IUI X 2

Interuterine Insemination. The plan was to call on my cycle day 1 and go to Boston for baseline bloodwork and ultrasound. If everything looked okay we would get the call to start taking clomid cylce day 3 for 5 days. During those 5 days we would have to go in for more bloodwork and ultrasounds. We got the call that it was time to take our “trigger shot” and then in 36 hours we would come in for the insemination. Going in for the insemination I didn’t know what to expect, what I definitely didn’t expect was after Dave went in to give his semen sample they kicked him out. Dave had to wait in the car while I walked in alone. I understand why but that doesn’t make it okay, we are BOTH trying to conceive and yet EVERY appointment he is left sitting in the car while I go in. FREAKING SUCKS!

Everything went great and we were hopeful.

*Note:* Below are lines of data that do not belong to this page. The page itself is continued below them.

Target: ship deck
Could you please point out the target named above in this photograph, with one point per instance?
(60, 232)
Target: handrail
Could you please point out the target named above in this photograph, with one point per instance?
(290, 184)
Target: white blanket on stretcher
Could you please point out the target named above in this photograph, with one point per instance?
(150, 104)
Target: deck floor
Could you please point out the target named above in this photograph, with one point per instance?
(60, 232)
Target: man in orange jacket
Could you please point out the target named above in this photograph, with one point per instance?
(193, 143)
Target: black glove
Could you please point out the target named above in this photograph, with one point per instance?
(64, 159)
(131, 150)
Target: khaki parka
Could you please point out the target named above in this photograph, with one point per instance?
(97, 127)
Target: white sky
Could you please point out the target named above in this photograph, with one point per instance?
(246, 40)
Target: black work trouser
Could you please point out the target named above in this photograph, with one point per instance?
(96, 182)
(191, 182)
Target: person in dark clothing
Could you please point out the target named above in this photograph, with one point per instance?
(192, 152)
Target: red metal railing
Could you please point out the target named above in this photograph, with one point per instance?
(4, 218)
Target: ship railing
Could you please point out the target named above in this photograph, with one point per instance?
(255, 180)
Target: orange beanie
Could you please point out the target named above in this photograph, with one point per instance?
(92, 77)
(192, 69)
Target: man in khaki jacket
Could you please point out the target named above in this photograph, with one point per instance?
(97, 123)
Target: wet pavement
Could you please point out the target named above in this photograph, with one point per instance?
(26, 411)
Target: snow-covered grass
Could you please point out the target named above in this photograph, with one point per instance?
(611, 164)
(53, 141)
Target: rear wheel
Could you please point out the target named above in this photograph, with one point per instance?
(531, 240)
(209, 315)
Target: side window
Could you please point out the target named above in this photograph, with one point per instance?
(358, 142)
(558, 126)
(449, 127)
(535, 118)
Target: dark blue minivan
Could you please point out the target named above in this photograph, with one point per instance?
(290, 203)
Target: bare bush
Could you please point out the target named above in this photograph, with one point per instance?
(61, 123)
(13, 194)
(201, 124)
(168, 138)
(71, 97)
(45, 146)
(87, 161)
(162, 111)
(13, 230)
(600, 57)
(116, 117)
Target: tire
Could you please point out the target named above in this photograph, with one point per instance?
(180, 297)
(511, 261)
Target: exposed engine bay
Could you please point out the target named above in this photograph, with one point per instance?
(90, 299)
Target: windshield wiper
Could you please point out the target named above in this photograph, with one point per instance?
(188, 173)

Now the dreadful TWO WEEK WAIT. I would have to go for a blood pregnancy test 14 days later to see if it worked. Getting that call that it didn’t take damn near killed me, I got the call coming out of Crate and Barrel and I dropped to my knees. I cried so hard I couldn’t breathe. WHY? Why was this one so damn hard to hear, we’ve had years of negatives but to hear a nurse call and deliver the news it felt like a knife went through my heart. We were very hopeful, maybe too hopeful.

Well guess what happens after that, you don’t have time to grieve and feel sad because you need to get up and fight again. Don’t get me wrong you can take a break in between cycles but I didn’t want to waste anymore time. Cycle Day 1 comes and we start all over again.

Same process as the first except this time I made sure to guard my heart.

Second one doesn’t take. On to the follow-up. I felt as if I wasted more time but if we hadn’t done the procedures we would have always thought “what if”.